His team hypothesized that incorporating a quantum computer into the workflow could make it generate a more diverse set of peptides, especially for targets for which they have less data, after learning that the machines had a similar effect in generating images.

The newly discovered process won’t revolutionize research yet because quantum computers are still too compact to run full-scale, state-of-the-art artificial intelligence models, which means better results can be obtained on a classical computer.

“The quantum is still not very powerful, so the level of complexity we could encode was not a normal-sized antibody, which is what we usually work with,” says DTU PhD student Jonathan Funk. Moreover, finding a peptide that can bind to a specific gene is only one step in vaccine development and would not alone lead to effective drugs.

“It’s no surprise that many industrial companies think quantum is vague and distant,” ORCA Computing CEO Richard Murray tells WIRED, in part because the technology “has never had really clear examples of near-term usefulness.”

He says this study is novel because it shows a near-term commercial application of quantum.

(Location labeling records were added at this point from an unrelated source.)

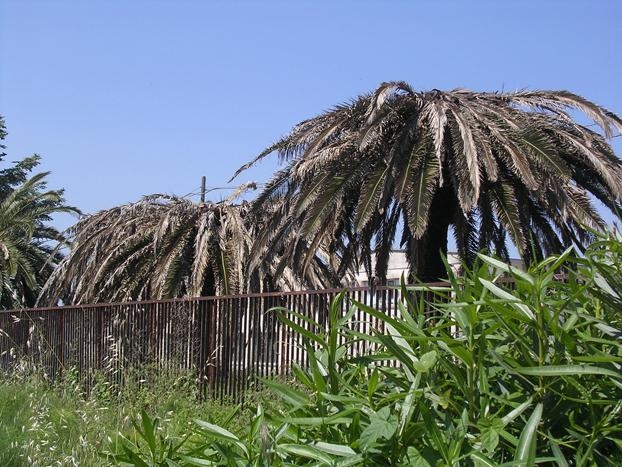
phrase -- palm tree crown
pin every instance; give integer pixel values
(29, 246)
(164, 247)
(488, 165)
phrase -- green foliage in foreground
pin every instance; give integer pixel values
(495, 376)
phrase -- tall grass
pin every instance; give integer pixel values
(44, 424)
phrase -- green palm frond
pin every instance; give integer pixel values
(496, 165)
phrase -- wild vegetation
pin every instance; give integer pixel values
(498, 375)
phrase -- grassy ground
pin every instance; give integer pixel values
(43, 424)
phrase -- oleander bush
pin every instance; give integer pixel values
(518, 372)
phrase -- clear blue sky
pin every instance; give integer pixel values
(127, 98)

His company also uses this technology in projects carried out jointly with the largest oil and chemical company BP and the car manufacturer Toyota, aimed at increasing the efficiency of the design process.

The DTU team will now see if they can exploit this process for more novel models and larger proteins. “We needed this to provide a simple way to confirm that we now actually have a chance to move the needle in a significant way,” says Patrick Jenkins, noting that generative AI workflows are particularly valuable for neglected diseases that receive little research funding. It is also considering using a quantum computer to improve its method of generative artificial intelligence in design synthetic antidote to snake venom.